Leche flan was introduced to the Philippines during Spanish colonization and came by way of what’s known as creme caramel–a custard dessert with a clear caramel topping. The name leche flan is translated into “milk custard,” and is often much richer than Spanish flan because it includes more egg yolks, condensed milk, and is steamed. Since there is an addition of milk, it’s texture is much more jiggly and pudding-like than French flan. It’s commonly eaten during parties and celebratory events in Filipino culture. These days you can find leche flan in many different flavors like coconut, ube, and even added with other desserts like chiffon cake, cheesecake or on top of halo halo.
Leche flan molds–the llanera
Traditionally, leche flan made in the shape of an oval and is made in aluminum molds called llanera. I was lucky to find these molds at my local Seafood City. They’re lightweight and often recycled from old aluminum containers. If you can’t find a llanera, you can also use other types of pans or molds, for instance, a cake mold or mini tart molds. Note that the size of the mold will affect the baking time frame for each leche flan. Since we cook the leche flan in a water bath inside a larger pan, I would stick with a smaller sized mold so that it fits inside the water bath pan.
How to caramelize sugar for leche flan
- To make the caramel topping, first you add the sugar directly into the mold.
- Slowly heat the mold over the stove over about medium heat until it turns into a golden syrup.
- The sugar will start to melt. Keep moving the mold around the heat, on a low enough heat setting so you can melt the sugar completely and brown it, but without burning it. concentrate the heat under areas where the sugar hasn’t melted, or where the sugar hasn’t darkened enough.
- Here’s how dark the caramel should look when finished. After cooling on the counter, this will act as a nice base for the leche flan and give it an extra sweet topping when cooked.
Egg yolks, condensed and evaporated milk
Many recipes for leche flan, like this one, uses only egg yolks omitting the egg whites, which gives the custard a very rich texture. The condensed milk and evaporated milk combo gives the leche flan a fattier and sweet flavor compared to regular cow’s milk. To get an even smoother finish, I like to strain the mixture using a metal seive before pouring them into molds to remove lumps from the egg yolks.

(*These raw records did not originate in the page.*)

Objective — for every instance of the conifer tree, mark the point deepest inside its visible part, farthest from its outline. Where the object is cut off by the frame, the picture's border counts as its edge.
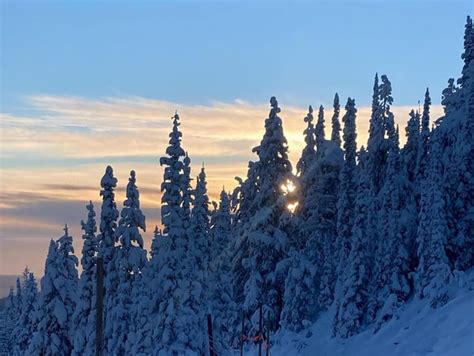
(266, 240)
(129, 262)
(351, 305)
(336, 126)
(300, 306)
(171, 334)
(106, 240)
(309, 152)
(19, 297)
(221, 226)
(85, 313)
(422, 157)
(25, 325)
(375, 144)
(57, 301)
(433, 270)
(198, 259)
(348, 182)
(319, 130)
(410, 150)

The water bath / bain marie
Baking the leche flan in a water bath, or “bain marie” in French, is necessary to get a creamy texture. It’s basically a heated bath to cook your dish, but historically it comes from an early alchemist named Mary from the 1st century, who made an early heated bath invention. It’s also similar baking method to cheesecake or other custards that have ingredients with egg yolks or other forms of custard. Having water around the custard molds or ramekins allows for uniform and even cooking through the baking process. To make a water bath, wrap the llanera with foil to prevent water from coming into the molds and place the llanera into the larger pan, then fill it with hot water. The hot water inside the oven keeps a more stable level of moisture in the air and heat for the custard. This prevents the leche flan from becoming rubbery in texture and overcooking too fast.
Cooking tips
Serving
To serve the leche flan, remove it from the mold from the fridge and use a sharp knife to trace alongside the edge of the llanera to release the custard. Take your serving plate and turn it upside down and on top of the mold. Quickly turn the plate and mold upside down and carefully tap the mold to release the leche flan. Serve the leche flan immediately. I like it best with a cup of hot milk tea or Vietnamese coconut coffee.
What is leche flan in English?
Leche flan translates to “milk custard” in English.
What will happen if leche flan is overcooked?
If leche flan is overcooked, the texture turns very rubbery and it begins to harden. To prevent overcooking, bake the leche flan in a water bath to add moisture into the oven and slow down the baking process.
What is the difference between Mexican flan and Filipino flan?
Mexican flan is sometimes known as flan Napolitino that often includes cream cheese as an ingredient, whereas leche flan adds egg yolks, condensed milk, and evaporated milk.